Was die „volle Blüte“ betrifft, brauchen Sie aber mitunter etwas Geduld. Die ersten 20 bis 25 Jahre bleibt der Baum blütenlos, und danach mit ein bisschen Pech auch. Die Wildobstpflanze bestäubt sich nicht selbst, und wie oben erwähnt, stehen Elsbeeren oft allein auf weiter Flur. Insekten müssen für die Bestäubung erst noch ein weiteres Exemplar in Flugreichweite aufspüren. Die Erfolgsquote bei der Fremdbestäubung ist zudem nicht besonders hoch, bis zu 80 Prozent der Samen sterben ab. Umso wichtiger, dass mehr Elsbeeren in Gütersloher Gärten gepflanzt werden!
Wer hätt’s gedacht?
Drei bemerkenswerte Fakten zur Elsbeere:
- Erstens: Mit einer Wuchshöhe von bis zu 30 Meter ist sie das größte Rosengewächs der Welt – tatsächlich gehört sie zur Ordnung der Rosenartigen und ist mit den namensgebenden Rosen verwandt.

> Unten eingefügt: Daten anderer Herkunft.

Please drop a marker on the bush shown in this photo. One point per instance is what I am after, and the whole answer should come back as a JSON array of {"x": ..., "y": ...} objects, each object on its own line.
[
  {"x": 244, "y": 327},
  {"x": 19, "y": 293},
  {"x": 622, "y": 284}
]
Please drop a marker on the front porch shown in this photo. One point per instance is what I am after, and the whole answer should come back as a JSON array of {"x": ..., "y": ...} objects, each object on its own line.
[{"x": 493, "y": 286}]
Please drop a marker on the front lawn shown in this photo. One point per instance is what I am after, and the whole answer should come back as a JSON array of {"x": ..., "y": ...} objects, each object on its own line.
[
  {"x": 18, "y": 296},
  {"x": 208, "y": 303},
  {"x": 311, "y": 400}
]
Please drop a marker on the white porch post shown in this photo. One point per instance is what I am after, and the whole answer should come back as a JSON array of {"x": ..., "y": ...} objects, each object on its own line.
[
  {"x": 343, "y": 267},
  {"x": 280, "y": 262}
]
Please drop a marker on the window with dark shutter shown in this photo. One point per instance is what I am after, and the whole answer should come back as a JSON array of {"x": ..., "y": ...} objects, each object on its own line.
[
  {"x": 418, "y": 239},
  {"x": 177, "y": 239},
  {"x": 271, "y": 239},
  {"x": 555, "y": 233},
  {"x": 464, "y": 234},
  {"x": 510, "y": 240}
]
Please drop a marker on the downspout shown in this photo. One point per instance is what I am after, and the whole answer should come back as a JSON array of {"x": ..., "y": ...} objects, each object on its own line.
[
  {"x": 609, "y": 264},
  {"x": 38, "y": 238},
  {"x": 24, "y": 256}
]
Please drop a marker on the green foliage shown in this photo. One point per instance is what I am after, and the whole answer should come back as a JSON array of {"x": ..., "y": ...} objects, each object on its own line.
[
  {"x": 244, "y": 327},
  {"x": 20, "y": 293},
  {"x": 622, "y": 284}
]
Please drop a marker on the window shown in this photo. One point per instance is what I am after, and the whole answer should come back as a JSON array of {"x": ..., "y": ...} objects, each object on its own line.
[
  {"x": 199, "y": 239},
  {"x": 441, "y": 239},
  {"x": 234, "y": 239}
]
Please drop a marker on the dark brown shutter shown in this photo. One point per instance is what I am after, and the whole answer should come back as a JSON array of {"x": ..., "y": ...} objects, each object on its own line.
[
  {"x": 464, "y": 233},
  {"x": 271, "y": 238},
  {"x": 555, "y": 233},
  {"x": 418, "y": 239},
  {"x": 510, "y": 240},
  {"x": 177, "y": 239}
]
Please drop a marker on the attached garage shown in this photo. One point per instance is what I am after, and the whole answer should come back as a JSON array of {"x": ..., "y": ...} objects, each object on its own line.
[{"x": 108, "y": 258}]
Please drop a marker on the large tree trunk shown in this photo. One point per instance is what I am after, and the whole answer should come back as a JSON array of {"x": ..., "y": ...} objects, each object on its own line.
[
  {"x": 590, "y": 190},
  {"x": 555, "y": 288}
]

- Zweitens: Auf der Weltausstellung in Paris im Jahr 1900 wurde das Holz der Elsbeere zum schönsten Holz der Welt gekürt. Deshalb – und wegen ihrer Seltenheit – liefert die Elsbeere bis heute das mit Abstand teuerste Holz aus deutschen Wäldern.
- Und drittens: Elsbeerbrand gehört zu den kostbarsten Obstbränden. Die Obstbauern rechnen nur alle sieben Jahre mit einer zufriedenstellenden Elsbeeren-Ernte. Zudem braucht es 100 Liter Maische, um drei Liter fertigen Brand herzustellen. Wegen dieser in doppelter Hinsicht geringen Ausbeute ist das Produkt eine gefragte Rarität, die mit Literpreisen zwischen 50 und 800 Euro in den Handel kommt.